Irish seaweed bodycare products

Algotherapy is the use of seaweed or seaweed extracts in health or beauty treatments. Seaweed baths were a common feature of seaside resorts in several southern and western locations at the end of the 19th century and the beginning of the 20th. The remains of some of these treatment centres are to be found at Victorian seaside resorts such as Kilkee, Co. Clare and Salthill, Co. Galway. The practice survives in some resort hotels in Co. Clare and in Co. Cork, but the only dedicated, fully-operational seaweed bath centre with the original fixtures and fittings is in Killala Bay at Enniscrone, Co. Sligo. This centre does most of its business during the summer months, offering seaweed baths in seawater using steamed serrated wrack - Fucus serratus - freshly collected from the shore nearby. It has a considerable number of regular customers that firmly believe in regular seaweed baths as a palliative for arthritis, rheumatism and other aches and pains. There is little doubt that there is a restorative effect but the precise nature of the active agent or agents is unknown. Seaweed Baths are becoming increasingly popular in Ireland.
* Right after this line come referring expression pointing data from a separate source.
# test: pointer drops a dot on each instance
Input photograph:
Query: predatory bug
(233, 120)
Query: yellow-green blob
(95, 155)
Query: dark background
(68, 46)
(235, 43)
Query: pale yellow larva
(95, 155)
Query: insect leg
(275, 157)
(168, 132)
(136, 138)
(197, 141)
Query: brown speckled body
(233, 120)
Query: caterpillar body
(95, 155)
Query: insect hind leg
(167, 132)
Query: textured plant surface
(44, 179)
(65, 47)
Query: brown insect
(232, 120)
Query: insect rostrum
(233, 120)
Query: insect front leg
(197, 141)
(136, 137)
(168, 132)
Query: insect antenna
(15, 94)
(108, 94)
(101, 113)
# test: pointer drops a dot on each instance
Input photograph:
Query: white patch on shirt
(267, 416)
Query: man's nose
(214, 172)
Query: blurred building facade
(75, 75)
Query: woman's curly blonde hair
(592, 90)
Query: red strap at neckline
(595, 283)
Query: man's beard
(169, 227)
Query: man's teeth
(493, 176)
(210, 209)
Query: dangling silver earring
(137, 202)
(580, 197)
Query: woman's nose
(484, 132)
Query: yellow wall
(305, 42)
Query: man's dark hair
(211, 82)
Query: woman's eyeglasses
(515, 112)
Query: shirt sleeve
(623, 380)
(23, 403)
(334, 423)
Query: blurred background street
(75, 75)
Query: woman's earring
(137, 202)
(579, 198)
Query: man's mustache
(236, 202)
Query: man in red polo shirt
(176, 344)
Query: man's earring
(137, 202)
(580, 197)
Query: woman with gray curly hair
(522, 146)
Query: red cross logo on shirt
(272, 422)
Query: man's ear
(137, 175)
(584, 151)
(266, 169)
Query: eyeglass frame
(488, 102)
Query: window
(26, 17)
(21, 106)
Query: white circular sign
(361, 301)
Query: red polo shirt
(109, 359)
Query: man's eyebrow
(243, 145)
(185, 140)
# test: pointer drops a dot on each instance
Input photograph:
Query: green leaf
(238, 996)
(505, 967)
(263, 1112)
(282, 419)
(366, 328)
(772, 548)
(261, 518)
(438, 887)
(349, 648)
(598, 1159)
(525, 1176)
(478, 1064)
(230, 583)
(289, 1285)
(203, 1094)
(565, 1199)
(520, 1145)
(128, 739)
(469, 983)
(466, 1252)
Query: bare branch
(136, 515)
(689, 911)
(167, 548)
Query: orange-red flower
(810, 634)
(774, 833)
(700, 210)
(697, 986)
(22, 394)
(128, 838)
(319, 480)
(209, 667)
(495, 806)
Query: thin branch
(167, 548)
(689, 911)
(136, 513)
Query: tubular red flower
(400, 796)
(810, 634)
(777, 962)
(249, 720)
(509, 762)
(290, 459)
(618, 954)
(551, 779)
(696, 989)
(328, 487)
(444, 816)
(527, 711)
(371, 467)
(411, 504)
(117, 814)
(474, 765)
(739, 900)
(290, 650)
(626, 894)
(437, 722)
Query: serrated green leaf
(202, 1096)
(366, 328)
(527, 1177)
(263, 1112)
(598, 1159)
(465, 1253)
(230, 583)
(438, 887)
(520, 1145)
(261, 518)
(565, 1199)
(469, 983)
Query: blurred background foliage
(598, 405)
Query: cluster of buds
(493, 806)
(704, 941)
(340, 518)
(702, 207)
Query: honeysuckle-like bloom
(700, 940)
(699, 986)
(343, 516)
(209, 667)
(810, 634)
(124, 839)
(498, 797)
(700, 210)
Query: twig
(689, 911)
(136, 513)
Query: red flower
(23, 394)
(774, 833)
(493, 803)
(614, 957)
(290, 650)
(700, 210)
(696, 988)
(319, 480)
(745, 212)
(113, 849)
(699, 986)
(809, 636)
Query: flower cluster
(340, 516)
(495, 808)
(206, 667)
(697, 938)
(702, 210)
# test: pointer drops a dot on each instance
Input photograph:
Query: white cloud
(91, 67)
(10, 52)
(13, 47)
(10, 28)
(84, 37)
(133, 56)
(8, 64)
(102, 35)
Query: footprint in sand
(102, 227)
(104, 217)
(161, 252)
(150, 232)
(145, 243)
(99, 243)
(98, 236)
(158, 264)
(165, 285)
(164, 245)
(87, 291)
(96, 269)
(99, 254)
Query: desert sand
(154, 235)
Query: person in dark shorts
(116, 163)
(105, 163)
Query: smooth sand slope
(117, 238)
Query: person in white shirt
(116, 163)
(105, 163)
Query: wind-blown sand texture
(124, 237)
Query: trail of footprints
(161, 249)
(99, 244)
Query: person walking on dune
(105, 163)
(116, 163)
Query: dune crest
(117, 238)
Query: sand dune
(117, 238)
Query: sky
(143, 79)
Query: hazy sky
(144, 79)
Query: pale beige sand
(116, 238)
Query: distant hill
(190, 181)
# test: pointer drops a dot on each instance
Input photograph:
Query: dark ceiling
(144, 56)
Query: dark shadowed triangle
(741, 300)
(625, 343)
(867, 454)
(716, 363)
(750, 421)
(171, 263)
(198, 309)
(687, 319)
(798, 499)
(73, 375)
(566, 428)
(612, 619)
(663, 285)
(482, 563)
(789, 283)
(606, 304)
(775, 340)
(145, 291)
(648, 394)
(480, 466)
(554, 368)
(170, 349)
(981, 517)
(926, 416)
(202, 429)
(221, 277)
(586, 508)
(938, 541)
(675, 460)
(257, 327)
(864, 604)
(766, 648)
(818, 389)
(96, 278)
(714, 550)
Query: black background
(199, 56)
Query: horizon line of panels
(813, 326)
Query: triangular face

That seaweed and seaweed extracts are good for the skin is beyond dispute according to cosmeticians and beauticians. Again, one can only assume that alginates, carrageenans and agars, found in large quantities in many seaweeds, have a beneficial effect in combination with warm seawater; however, it is probable that there are other constituents of seaweeds that have restorative powers. An Irish company is producing a seaweed powder (made mainly from Ascophyllum nodosum) for the cosmetic and algotherapy market, and another is producing a number of dedicated bodycare products containing seaweed extracts.

It seems likely that the market for algotherapy will expand and that this could be a very attractive area for niche companies to exploit. In France, the seaweed equivalent of "le health-farm weekend" is available where you can go to have your skin cleansed of the grime and grit of 20th-century living. The health-conscious are prepared to pay dearly for these courses of "algotherapy" or "thalassotherapy" and the attendant pampering of the mind and body. Style and location is essential in these operations: the surroundings must be well-designed and the staff exceptionally well trained. The customers expect quality and are prepared to pay dearly for it.

A number of compounds extracted from seaweeds are thought to be of value in various cosmetic applications and some are now becoming commercially important.